A conspicuous portion of the criticism levelled against Baker’s work at the Bank targeted the building’s external sculpture. This was overseen in its entirety by Charles Wheeler (1892-1974), a young protégé of the architect who would go on to become the first sculptor serving as President of the Royal Academy (1956-66). However, in 1922, when Baker gained the commission for the rebuilding, Wheeler was then a relatively unknown figure in the world of British sculpture. This all changed after the Bank. With his and Baker’s working relationship begun through war memorials at Harrow School and Winchester College, it was his Madonna and Child (1922-4) at the latter that earned Wheeler the opportunity of working on this most attractive of projects: “a commission which any of the established sculptors of the day would have gladly accepted”, he later wrote; it was “the young artist’s dream”. [2]
Wheeler’s work was executed in a bold, angular style whose gestures towards Swedish Art Deco sculpture and Byzantine planarity produced muscular forms with a grave, elemental presence.

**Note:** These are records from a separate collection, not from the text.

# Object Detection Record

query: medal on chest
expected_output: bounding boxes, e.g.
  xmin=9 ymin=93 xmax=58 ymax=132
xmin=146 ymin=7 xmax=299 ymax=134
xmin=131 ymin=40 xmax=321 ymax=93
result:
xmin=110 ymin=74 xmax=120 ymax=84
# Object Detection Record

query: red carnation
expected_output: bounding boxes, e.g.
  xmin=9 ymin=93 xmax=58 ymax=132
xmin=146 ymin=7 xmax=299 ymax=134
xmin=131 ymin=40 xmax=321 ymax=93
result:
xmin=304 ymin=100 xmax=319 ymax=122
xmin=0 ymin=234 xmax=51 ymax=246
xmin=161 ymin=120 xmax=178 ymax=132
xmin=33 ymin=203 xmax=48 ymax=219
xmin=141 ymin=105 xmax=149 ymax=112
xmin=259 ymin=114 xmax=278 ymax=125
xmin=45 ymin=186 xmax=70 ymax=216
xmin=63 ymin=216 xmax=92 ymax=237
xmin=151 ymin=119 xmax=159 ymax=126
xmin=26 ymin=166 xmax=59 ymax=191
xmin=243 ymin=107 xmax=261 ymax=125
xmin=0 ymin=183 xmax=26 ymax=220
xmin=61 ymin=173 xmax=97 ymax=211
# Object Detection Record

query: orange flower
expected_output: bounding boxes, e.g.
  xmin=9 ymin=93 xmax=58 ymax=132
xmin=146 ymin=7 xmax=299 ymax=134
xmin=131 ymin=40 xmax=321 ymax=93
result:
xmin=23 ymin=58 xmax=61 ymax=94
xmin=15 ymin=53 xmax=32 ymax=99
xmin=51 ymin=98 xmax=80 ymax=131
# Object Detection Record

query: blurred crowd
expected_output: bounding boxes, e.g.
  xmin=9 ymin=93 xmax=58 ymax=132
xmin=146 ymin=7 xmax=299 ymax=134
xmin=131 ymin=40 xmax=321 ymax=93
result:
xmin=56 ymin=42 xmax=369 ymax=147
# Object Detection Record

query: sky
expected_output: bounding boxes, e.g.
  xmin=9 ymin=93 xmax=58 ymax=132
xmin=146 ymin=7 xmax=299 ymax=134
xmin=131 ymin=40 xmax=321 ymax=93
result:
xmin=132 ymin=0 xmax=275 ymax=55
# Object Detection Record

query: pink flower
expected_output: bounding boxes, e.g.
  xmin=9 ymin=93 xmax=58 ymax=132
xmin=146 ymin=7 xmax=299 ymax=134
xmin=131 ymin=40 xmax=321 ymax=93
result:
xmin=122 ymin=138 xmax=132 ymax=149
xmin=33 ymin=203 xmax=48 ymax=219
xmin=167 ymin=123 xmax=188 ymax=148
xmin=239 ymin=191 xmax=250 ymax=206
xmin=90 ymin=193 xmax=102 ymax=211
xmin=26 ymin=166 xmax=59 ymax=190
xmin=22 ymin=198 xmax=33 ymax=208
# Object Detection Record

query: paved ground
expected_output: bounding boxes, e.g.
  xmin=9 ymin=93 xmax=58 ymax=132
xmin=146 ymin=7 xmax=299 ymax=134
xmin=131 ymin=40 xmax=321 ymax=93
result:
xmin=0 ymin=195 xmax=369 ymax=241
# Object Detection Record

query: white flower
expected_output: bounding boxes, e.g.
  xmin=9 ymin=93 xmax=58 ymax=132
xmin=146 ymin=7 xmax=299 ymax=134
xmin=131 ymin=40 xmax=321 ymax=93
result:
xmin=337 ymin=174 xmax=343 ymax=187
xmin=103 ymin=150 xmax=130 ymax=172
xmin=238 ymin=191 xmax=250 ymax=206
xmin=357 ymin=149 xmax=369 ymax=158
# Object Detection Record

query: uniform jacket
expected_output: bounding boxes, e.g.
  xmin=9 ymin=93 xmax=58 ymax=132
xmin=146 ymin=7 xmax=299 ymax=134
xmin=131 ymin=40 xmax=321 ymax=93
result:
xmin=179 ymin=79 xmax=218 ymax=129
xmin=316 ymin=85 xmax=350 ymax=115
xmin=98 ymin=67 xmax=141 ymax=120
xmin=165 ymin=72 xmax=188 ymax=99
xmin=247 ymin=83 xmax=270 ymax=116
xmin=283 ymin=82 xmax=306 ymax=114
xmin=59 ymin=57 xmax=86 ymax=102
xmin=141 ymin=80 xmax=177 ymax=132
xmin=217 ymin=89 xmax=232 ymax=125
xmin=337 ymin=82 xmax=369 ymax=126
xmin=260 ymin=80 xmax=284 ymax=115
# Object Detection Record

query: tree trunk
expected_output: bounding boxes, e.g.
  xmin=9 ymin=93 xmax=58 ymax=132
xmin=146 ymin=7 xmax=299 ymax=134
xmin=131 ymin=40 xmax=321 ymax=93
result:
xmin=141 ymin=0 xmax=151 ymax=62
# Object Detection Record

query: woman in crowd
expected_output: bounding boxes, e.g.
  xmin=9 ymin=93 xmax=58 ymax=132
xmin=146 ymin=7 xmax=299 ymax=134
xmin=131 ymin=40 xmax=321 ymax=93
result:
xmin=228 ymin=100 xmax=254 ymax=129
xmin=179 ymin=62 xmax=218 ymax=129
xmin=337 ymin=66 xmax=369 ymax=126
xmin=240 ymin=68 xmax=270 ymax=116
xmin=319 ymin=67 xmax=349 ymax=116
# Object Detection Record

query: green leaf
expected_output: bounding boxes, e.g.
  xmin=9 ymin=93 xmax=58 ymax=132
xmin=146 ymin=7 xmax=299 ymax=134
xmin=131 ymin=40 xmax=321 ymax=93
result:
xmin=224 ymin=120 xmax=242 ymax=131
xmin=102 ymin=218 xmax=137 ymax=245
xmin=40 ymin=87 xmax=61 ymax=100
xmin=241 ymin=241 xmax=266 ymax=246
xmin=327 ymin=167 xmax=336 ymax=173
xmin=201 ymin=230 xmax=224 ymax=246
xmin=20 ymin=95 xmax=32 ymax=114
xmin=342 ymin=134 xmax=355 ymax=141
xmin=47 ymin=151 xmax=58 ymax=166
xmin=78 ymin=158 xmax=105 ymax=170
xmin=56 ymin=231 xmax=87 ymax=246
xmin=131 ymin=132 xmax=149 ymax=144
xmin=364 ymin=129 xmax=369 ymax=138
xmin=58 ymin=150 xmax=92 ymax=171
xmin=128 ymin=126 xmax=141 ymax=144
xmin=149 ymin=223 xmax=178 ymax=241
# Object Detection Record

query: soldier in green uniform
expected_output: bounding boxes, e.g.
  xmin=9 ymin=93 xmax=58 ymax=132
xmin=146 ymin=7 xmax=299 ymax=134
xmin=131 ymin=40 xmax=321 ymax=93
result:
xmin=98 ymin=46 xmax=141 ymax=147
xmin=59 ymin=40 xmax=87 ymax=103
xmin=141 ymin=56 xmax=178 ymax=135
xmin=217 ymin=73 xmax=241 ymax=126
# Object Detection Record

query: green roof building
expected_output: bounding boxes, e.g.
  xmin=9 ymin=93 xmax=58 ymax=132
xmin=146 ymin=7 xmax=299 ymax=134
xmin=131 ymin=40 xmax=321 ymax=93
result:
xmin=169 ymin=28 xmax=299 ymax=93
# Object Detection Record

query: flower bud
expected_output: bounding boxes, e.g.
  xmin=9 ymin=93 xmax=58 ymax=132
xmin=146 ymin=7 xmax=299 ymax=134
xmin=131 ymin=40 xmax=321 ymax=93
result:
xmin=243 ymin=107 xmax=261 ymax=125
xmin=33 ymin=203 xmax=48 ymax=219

At the Bank, this is clearest on the Threadneedle Street facade, the building’s principal front and most common target of criticism. In addition to three enormous cast-bronze doors, Wheeler ornamented this front with six giant figures (two female caryatids and four male telamons) and, in the pediment, The Lady of the Bank (1929-30). The monumentality of these schemes presaged a career creating public sculptures, often of the gargantuan kind. This culminated in Water (Fig. 1) and Earth (1950-3) at E. Vincent Harris’s Ministry of Defence (1938-1959), which, weighing in at forty tonnes each, are among the largest architectural sculptures in Britain. [3]
The massing and ornament of the Threadneedle Street front were, for Pevsner, the most effective parts of Baker’s scheme, whilst sections like Garden Court, behind an intervening vestibule, were deemed less successful. However, Wheeler’s work was to be found here too, and even in the most humble of pieces he managed to convey something of the deeply symbolic vision he shared with Baker for the Bank. Upon entering Garden Court and facing west, a line of sculpted keystones can be seen in the rusticated storey of an arcaded loggia, with five ornate blocks atop windows in blind arches and four in recessed spaces above. These keystones, photographs of which are kept in The Courtauld’s Conway Library, were carved by Wheeler to carry likenesses of important figures involved in the rebuild, including himself.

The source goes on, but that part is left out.